While both authors highlight that the development of new missile defense technologies adds to the complexity of the U.S. relationship with China and Russia, they also note that there are opportunities for two-way conversations and confidence-building diplomacy. The heightened geopolitical tensions among the three players have underlined the urgency of nuclear arms control work. Amid the war in Ukraine, it is difficult to imagine how arms control between Russia and the United States could be reconstructed. However, arms control was never intended to be a fair-weather policy instrument. Rather, it was the dangers of severe and unrelenting competition and friction between heavily armed superpowers that inspired thinking about the feasibility and desirability of arms control and the kinds of measures that might limit the risks associated with nuclear-armed rivalry. There is an opportunity to shape and impact the field of nuclear arms control and disarmament at a critical time in history. Most important, Washington, Moscow, and Beijing should explicitly indicate their willingness to consider cooperative measures, and experts should start to seriously explore concrete cooperative measures they each could take.
These lessons about the importance of bilateral discussions, transparency, and unambiguous messages are deeply relevant to the challenges we face today.
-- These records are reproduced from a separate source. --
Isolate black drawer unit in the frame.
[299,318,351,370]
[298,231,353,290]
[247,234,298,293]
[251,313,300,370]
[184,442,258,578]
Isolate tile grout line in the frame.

The authors remind us of the increasing dangers if the United States, Russia, and China do not communicate. The Academy will continue its work to bring together experts from these countries under the Promoting Dialogue project’s series of Track 2 meetings and publication series that are designed to highlight critical goals in arms control.
The Academy has played a crucial role in the nuclear field, particularly when a viable path to cooperation and collective governance was not clear. In 1959, at the height of the Cold War and the nuclear standoff between the United States and the USSR, members of the American Academy, including Donald Brennan, Thomas Schelling, and Henry Kissinger, among others, gathered at the Academy to rethink the framework that had governed relations between the two superpowers following World War II and to offer a new model of global interaction. The work of this group, in partnership with contemporaneous policy-makers, helped pave the way for the adoption of a new American nuclear posture based on strategic stability and arms reduction, rather than on arms accumulation. Since then, the American Academy has conducted more than a dozen projects focused on arms control and nuclear policy topics, ranging from the future of submarine-based deterrents to international arrangements for nuclear fuel reprocessing, to weapons in space. Our work continues to shape the dialogue in the nuclear field.
I have no doubt that this publication will serve as an important contribution to contemporary thinking about approaches to arms control and missile defense. The Academy will present and share this publication through a series of outreach activities, and it will be translated into Russian and Chinese for dissemination to policy-makers and the arms control communities in Moscow and Beijing.
I would like to thank Allan Myer, Belinda Frankel, and the Raymond Frankel Foundation for their generous support of the Promoting Dialogue project. I also want to thank Doreen Horschig, Melissa Chan, and Michelle Poulin in the Academy’s Global Security and International Affairs program area for their diligent work.